Sampras hasn't read Agassi's book, in which Agassi acknowledged taking crystal meth, and doesn't plan to. Agassi also talks about evading punishment for a failed drug test and dealing with the insane pressure he felt from his overbearing father and coach.
"He was a big rival," said Sampras, who retired in 2003. "I think it's a reflection that I didn't know Andre all that well in our competitive days. Got to know him a little bit better as we got older, but in (our) mid-20s and times he was there and at times he was a little removed. Little did I know he was getting involved in some bad decisions."
Sampras spoke on a conference call organized by the SAP Open, where he is scheduled for a Feb. 8 exhibition match against Spain's Fernando Verdasco. Sampras even expressed amazement at Agassi's timing to make such dramatic revelations about his personal life and problems.
"He had a lot of peaks and valleys, a lot of ups," Sampras said. "Everyone's sort of asking about it and talking about the crystal meth. He decided to bring it out now, which was a little surprising, but Andre always likes to separate himself from the rest, good or bad."

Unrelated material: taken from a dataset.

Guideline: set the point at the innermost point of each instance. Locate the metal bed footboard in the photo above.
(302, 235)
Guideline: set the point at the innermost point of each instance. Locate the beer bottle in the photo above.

In the book released last fall, Agassi made references to Sampras being dull with a "lack of inspiration" and said the two couldn't be any more different.
Agassi made a statement that Sampras "sounds more robotic than" a parrot.
"I envy Pete's dullness. I wish I could emulate his spectacular lack of inspiration, and his peculiar lack of need for inspiration," Agassi wrote.
Agassi told of betting coach Brad Gilbert about how much Sampras tipped a parking valet. They asked the valet, who said $1.
"We could not be more different, Pete and I," Agassi wrote.
Sampras won't debate that.
"I got wind of a few things that he said about me, and I was a little surprised and a little disappointed," Sampras said. "I always felt like Andre and I had risen above taking shots at one another. When I did my book, it wasn't my way of settling scores or taking shots."
Agassi also criticized Michael Chang and Boris Becker.
Sampras acknowledged he and Agassi are drastically different people despite their tremendous success on a tennis court and everything they did for the rise of their sport in the U.S.
Agassi said he sometimes hated tennis and going out to practice for hours at a time. He said he sometimes tanked matches, too.
"We were going in two different directions," Sampras said. "I think he was sort of lost and not sure what he wanted, and I knew exactly where I wanted to go. In order to be the best player in the world, tennis has to be your life. It's a sacrifice, and something I was willing to do and it was something he was willing to do at times. But consistently I was willing to sacrifice more than many.
"You can't have it both ways. I did it my way, and I have no regrets when I look back on my career that it was just a big focus for me."